Long ago I was a professional (ha!) Drupal developer, so I maintained my own personal website with Drupal for a while. Way overkill for simple portfolio and blog sites. I’ve been using self-hosted Wordpress for the last 8 years or so. I’ve never had a problem with security by following all the recommended practices: keep WP and all plugins and themes up to date, use the minimum number of plugins possible for the functionality you need, and delete all unused plugins and themes. (If a plugin’s PHP files are on your server, they may still be exploitable even if the plugin is disabled).

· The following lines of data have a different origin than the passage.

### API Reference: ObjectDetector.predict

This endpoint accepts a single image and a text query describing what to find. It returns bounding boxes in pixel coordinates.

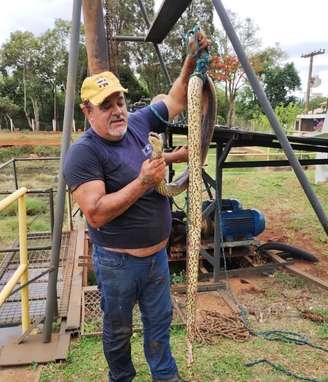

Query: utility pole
[301,49,325,112]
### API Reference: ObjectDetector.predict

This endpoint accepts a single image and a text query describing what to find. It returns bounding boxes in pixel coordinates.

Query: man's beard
[107,118,127,138]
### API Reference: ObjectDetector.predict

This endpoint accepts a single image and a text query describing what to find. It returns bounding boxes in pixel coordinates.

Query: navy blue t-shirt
[63,101,171,249]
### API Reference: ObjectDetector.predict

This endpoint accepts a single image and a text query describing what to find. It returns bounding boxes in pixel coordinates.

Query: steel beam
[212,0,328,235]
[145,0,192,43]
[223,158,328,168]
[43,0,82,343]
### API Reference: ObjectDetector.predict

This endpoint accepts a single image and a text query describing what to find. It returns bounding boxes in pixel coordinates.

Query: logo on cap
[96,78,109,89]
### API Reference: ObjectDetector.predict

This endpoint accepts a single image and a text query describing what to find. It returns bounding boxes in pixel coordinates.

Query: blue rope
[186,25,210,82]
[215,198,328,381]
[245,359,328,382]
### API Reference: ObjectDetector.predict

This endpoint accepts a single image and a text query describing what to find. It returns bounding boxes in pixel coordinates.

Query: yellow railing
[0,187,30,333]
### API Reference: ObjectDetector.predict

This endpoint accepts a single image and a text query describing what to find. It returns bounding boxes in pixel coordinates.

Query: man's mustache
[110,115,126,123]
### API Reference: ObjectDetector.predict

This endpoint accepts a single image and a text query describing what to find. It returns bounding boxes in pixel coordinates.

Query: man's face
[85,92,128,141]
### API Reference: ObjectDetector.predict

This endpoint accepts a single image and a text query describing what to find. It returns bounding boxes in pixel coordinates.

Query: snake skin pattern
[186,75,204,366]
[148,74,217,366]
[148,74,216,200]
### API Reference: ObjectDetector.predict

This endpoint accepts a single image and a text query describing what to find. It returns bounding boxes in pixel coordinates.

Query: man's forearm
[163,149,187,165]
[88,178,149,228]
[166,55,196,118]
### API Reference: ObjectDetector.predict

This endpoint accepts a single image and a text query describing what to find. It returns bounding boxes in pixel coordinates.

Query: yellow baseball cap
[81,71,128,106]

I’m a geek who checks the web server logs several times a week. I am amazed by the number of attacks from script kiddies that come in every single day. I see attacks against WP, Drupal, misconfigured Linux file permissions, and many I don’t recognize. I tweaked my web server configuration (Apache .htaccess file) to add extra layers of security for many common exploit attempts I see. Example: I block all access to wp-login and wp-admin pages (except from my own IP address). I also block access to the wp-json API and xmlrpc. There exist security plugins that will do these things, but that means having more plugins installed that themselves might have vulnerabilities.
After reading this thread I’m likely to switch to a static website generator. If you want a fast website, much of the complexity of running WP is setting up and maintaining the caching infrastructure. Using a static website generator will remove tons of complexity in my configuration around performance and security and backups.
I use namecheap for domain registrations and dreamhost for web hosting. I still plan to use them with whatever static website generator I end up choosing.